I have two arrays here, and the first array is capturing the chords and the second array is the optional extensions.
Array1 = {"A", "Bb", "A#", "B", "C", "C#", "D", "D#", "Eb", "E", "F", "F#", "G", "G#"}
Array2 = {"", "/", "m", "-", "1", "2", "3", "4", "5", "6", "7", "8", "9", "sus", "maj"}
How do I go about writing the regex to contain
strings in Array 1, followed by optional
strings in Array 2?
My initial take on this was to create a long regex that captures all possible chord expressions, but I want to know if there is a better way.

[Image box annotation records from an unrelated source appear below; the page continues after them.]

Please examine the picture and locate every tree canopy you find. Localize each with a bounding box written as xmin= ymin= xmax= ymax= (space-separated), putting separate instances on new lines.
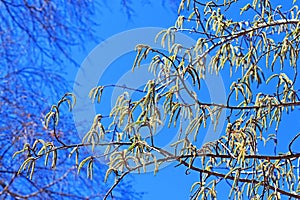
xmin=15 ymin=0 xmax=300 ymax=199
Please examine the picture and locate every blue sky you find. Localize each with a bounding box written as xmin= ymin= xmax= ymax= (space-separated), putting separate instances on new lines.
xmin=69 ymin=0 xmax=300 ymax=200
xmin=69 ymin=0 xmax=205 ymax=200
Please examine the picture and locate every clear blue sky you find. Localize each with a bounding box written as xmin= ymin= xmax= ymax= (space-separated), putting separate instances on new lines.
xmin=69 ymin=0 xmax=300 ymax=200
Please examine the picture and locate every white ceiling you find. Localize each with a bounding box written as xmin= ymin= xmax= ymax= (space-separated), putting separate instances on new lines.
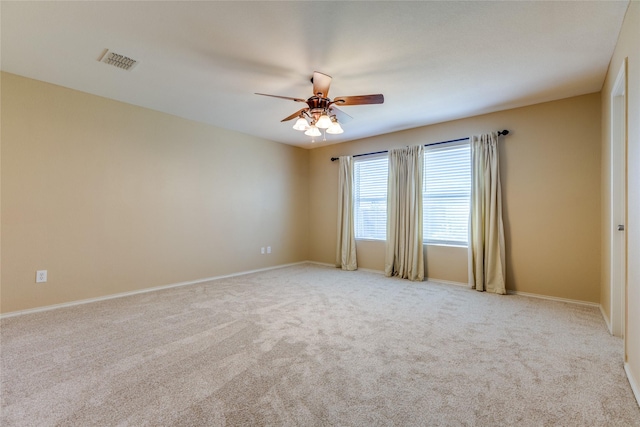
xmin=0 ymin=0 xmax=628 ymax=148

Edit: new example: revo, that regex didn't work with this example: something like D/F# should be matched as well.
G D/F#
How great is our God, sing with me,
Em7 D/F#
How great is our God, all will see,
edit: \b(?:[BE]b?|[ACDFG]#?)(?:sus|maj|[-1-9/m])*(?!.[a-z]|[A-Z])
works for me at the moment.
The regex doesn't have to be very long. You don't need to write out every possibility like this:
A|A#|B|Bb|C|C#...
you can shorten the first part to this:
[BE]b?|[ACDFG]#?
Shortening the second part:
sus|maj|[-1-9\/m]
And you just combine the two:
\b(?:[BE]b?|[ACDFG]#?)(?:sus|maj|[-1-9\/m])?(?!\w)
Note that the \b
at the start and (?!\w)
at the end. This ensures that substrings that are part of a word are not matched. Hence, things like G
in "God" will not be matched.
Obviously, if your array contents are unknown at compile time, you can't use such "tricks" and have to write out every possibility.